Alistair Cotton, Currencies Direct head of corporate dealing, said: "Setting politics aside, without a doubt the best long-term option is setting up a Scottish currency with a floating exchange rate.

"It gives Scotland full control over its finances and allows for flexibility as economic imbalances build - particularly useful if oil receipts are to form a key part of the Scottish economy.

"But it will impose enormous short-term costs and logistical challenges, which would be circumvented by joining either sterling or the euro.

"As the former appears to be increasingly unlikely and the latter is unpopular with voters, Mr Salmond is caught between a rock and a hard place."

Currencies Direct believes there are two routes open to an independent Scotland - either be part of a formal union with sterling or the euro, or create its own currency.

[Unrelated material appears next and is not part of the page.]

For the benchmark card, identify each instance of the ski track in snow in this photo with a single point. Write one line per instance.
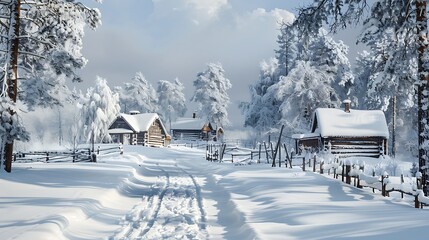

But setting up its own currency would involve an "arduous" set of hurdles, including the creation of a new central bank, regulator and payments system, which it warns could potentially take years of planning to get right.

The company also says that an independent Scotland would have to agree to honour a "sizeable" amount of pre-independence UK Government bonds.

This would be necessary to create market confidence, it warns.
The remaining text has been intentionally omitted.